Last Easter the pandemic had just begun and we couldn't host big brunches or organize the big neighborhood egg hunt. Folks had to get a little more creative with the seasonal festivities—and since we're still practicing social distancing a year later, we'll be celebrating Easter pandemic-style again. 

Instead of getting together with friends and extended family for the holiday, we’ll be celebrating at home with just the immediate family members we live with, trying some fun Easter crafts, and decorating an Easter tree. However, if you thought a neighborhood-wide Easter egg hunt was off the table, think again: Last season, people across the country organized their own egg hunts, social-distancing style, and we plan on bringing them back this year.

Atlanta mom Brooke Peck decided to organize a virtual egg hunt after seeing similar activities like rainbow hunts and teddy bear hunts in other neighborhoods. She started the Instagram account @springegghunt to raise awareness and get more people involved.

“I thought doing a spring egg hunt would be special because I knew that traditional egg hunts would be canceled due to social distancing measures,” Peck says. “The continued canceling of social events makes our family sad so I was hoping this non-traditional egg hunt would bring excitement and joy to us and others in our community.”

The rules are simple: Decorate an Easter egg, hang it in your window, then hunt for more in the neighborhood. Start by crafting an egg, either by drawing, painting, or cutting one out of cardboard. We recommend making it large enough to be seen from a distance. Then, hang it in a window facing the sidewalk, so passersby can spot it easily. When you're done, head outside and see how many eggs you can find in your neighborhood.

Other communities are getting involved, too. In the Midwest, the Iowa Egg Council encouraged families to print off and color in their free downloadable egg coloring page, then hang it in a window. 

Since going on a daily walk around the block has become part of many people's work-from-home routine, a virtual egg hunt could be a great way to spread joy and stay connected with neighbors even when we can't physically be together. Plus, coloring and decorating an egg for your house can be a creative way to keep your kids entertained during social distancing.

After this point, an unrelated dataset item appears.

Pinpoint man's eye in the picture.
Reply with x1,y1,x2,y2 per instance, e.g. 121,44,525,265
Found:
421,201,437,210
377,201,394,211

This family activity is also a fun way to decorate Easter eggs without using actual eggs, which have been in short supply in various times during the pandemic. So color a few egg designs, hang them up in your window, and head out for a walk to see how many you can find.

Comments (3)

Better Homes & Gardens Member
March 26, 2021
It is unfortunate that there are communities not allowing Easter egg hunts. You’re outside—away from people—wearing a mask! Let them have it and ask high risk groups to stay home if they have concerns.
Better Homes & Gardens Member
March 26, 2021
Our village had a ‘Bunny Hunt’ last spring. Clever people stenciled simple bunny shapes in chalk on sidewalks and stones (all visible from public walks). Families had fun counting how many they could find and comparing totals. Happy Spring!
Better Homes & Gardens Member
March 6, 2021
It's an outdoor activity. No reason not to have a regular egg hunt. For kids to have to walk around the neighborhood, and point to paper eggs in windows? What a boring disappointment.